We conducted four separate surveys designed to be representative of all IDPs in Gulu District camps, Gulu Municipality unrecognised camps, Kitgum District camps and Pader District camps. Sample size was determined so as to measure a CMR and U5MR in excess of non-crisis levels. Households within each population were selected using a 30 cluster x 32 household design, with clusters allocated proportionally to camp population size (i.e. total 120 clusters). Teams of two interviewers administered a structured, pre-piloted questionnaire in the Acholi language (Luo) to adult household respondents. We analysed results separately for each population (stratum), and jointly for the entire Acholi region after weighting for stratum population size.

III. Main findings

Demographics and mortality:

· Both CMR and U5MR were well above respective emergency thresholds (1 per 10 000 per day and 2 per 10 000 per day) in all four surveyed populations, and were four times higher than non-crisis levels in Kitgum and Pader Districts (Table 1).

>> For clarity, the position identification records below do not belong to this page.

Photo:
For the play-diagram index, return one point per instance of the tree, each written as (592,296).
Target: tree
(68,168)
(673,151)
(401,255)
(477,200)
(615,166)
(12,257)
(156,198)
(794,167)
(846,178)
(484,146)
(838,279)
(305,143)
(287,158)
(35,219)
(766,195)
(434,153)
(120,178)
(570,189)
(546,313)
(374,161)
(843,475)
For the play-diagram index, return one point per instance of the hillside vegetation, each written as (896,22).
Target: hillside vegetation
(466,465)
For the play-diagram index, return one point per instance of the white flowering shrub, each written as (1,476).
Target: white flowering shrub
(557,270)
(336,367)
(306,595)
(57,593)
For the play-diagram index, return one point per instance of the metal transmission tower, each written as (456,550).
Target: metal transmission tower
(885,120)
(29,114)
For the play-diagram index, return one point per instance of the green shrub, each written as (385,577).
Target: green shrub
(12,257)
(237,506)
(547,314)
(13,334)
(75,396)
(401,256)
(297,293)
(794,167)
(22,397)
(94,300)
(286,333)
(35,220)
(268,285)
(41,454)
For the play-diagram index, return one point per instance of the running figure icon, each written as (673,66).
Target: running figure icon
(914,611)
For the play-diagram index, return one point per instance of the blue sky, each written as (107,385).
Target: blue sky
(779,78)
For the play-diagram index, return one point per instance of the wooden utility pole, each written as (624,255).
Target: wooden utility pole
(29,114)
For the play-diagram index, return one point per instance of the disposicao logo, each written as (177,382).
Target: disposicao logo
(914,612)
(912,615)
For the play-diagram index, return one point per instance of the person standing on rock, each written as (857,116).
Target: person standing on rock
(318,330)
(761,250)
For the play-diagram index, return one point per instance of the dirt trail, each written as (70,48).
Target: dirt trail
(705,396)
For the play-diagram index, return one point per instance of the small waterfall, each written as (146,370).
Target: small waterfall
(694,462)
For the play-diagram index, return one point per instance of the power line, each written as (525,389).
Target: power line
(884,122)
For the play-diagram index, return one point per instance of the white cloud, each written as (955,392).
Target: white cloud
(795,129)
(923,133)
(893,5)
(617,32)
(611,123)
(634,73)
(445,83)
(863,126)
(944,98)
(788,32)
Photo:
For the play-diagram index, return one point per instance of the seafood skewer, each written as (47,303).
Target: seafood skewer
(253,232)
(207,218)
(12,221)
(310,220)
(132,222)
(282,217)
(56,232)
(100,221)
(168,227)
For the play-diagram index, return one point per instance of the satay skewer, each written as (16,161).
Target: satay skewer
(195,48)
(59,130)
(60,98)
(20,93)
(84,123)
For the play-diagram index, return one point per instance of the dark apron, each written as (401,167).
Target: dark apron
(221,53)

· There was no obvious monthly trend in CMR.

· Malaria/fever and AIDS were the top self-reported death causes (Table 1); among children under 5, top causes were malaria/fever and two lango, a local illness concept encompassing oral thrush, malnutrition and diarrhoea.

· Less than half of all deaths (Table 1), and 54.2% among children under 5, occurred in a health facility.

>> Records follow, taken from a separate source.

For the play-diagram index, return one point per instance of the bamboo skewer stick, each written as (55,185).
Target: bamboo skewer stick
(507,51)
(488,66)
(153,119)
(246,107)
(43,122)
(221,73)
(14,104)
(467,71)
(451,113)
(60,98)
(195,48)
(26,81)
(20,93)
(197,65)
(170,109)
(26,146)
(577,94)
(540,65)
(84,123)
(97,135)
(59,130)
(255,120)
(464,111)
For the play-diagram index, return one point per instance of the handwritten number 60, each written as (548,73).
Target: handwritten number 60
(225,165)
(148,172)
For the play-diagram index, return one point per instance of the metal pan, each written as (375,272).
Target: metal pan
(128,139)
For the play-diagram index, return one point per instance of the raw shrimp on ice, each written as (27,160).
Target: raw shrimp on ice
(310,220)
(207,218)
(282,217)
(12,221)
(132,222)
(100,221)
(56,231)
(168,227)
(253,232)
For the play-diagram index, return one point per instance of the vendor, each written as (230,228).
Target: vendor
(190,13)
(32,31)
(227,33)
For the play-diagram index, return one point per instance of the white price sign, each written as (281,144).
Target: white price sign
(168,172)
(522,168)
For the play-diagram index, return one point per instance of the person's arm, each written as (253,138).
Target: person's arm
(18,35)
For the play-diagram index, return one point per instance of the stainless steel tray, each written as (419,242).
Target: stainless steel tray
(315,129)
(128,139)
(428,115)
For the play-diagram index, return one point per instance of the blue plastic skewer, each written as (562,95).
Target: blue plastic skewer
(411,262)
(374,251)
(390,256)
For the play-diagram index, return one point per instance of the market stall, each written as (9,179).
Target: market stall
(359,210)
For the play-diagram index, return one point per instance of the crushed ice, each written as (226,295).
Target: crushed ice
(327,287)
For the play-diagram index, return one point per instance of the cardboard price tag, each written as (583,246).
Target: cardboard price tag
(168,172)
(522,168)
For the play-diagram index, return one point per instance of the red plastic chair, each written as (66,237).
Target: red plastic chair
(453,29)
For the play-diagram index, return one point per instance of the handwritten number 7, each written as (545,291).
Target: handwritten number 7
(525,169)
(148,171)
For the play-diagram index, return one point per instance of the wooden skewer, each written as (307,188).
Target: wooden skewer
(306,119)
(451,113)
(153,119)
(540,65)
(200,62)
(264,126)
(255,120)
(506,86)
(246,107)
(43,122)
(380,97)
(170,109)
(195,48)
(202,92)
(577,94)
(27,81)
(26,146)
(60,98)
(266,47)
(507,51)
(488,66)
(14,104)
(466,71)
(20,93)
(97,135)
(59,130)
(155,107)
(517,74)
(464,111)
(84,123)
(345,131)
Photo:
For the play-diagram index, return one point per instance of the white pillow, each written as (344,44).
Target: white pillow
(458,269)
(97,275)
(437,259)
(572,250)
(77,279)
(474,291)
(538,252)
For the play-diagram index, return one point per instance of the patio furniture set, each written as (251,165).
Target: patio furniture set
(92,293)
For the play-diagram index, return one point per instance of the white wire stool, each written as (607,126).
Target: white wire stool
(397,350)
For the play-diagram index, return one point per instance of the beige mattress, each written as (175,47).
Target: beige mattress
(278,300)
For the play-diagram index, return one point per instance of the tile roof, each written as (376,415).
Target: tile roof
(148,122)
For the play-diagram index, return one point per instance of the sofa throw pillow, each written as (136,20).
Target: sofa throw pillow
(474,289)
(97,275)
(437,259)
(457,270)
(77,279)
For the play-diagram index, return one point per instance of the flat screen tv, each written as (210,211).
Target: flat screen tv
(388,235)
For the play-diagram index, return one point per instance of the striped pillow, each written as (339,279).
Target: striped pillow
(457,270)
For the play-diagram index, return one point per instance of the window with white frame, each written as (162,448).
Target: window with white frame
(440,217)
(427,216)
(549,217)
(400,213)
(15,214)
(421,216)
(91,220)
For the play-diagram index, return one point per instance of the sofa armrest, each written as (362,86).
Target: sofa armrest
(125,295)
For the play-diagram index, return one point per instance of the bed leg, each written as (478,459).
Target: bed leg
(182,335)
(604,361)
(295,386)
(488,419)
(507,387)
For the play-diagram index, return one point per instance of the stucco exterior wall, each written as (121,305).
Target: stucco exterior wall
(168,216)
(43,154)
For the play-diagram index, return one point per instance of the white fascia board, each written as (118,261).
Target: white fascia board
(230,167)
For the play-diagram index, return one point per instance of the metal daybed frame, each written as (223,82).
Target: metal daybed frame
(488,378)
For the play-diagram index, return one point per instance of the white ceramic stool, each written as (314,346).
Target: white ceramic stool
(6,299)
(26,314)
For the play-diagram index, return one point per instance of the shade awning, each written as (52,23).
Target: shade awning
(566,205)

· A total excess mortality of 25 694 (of which 10 054 children under 5) can be projected for the entire Acholi region between January and July 2005, namely almost 1000 excess deaths per week (Table 1).

· Violence was the third most frequent cause of death (9.4%), occurring mostly outside of camps (68.8%) and health facilities (93.5%). Persons killed were mostly adult males (70.1%), but 16.9% were children under 15. We estimate that 3971 persons were killed in the study population between January and July 2005 (Table 1).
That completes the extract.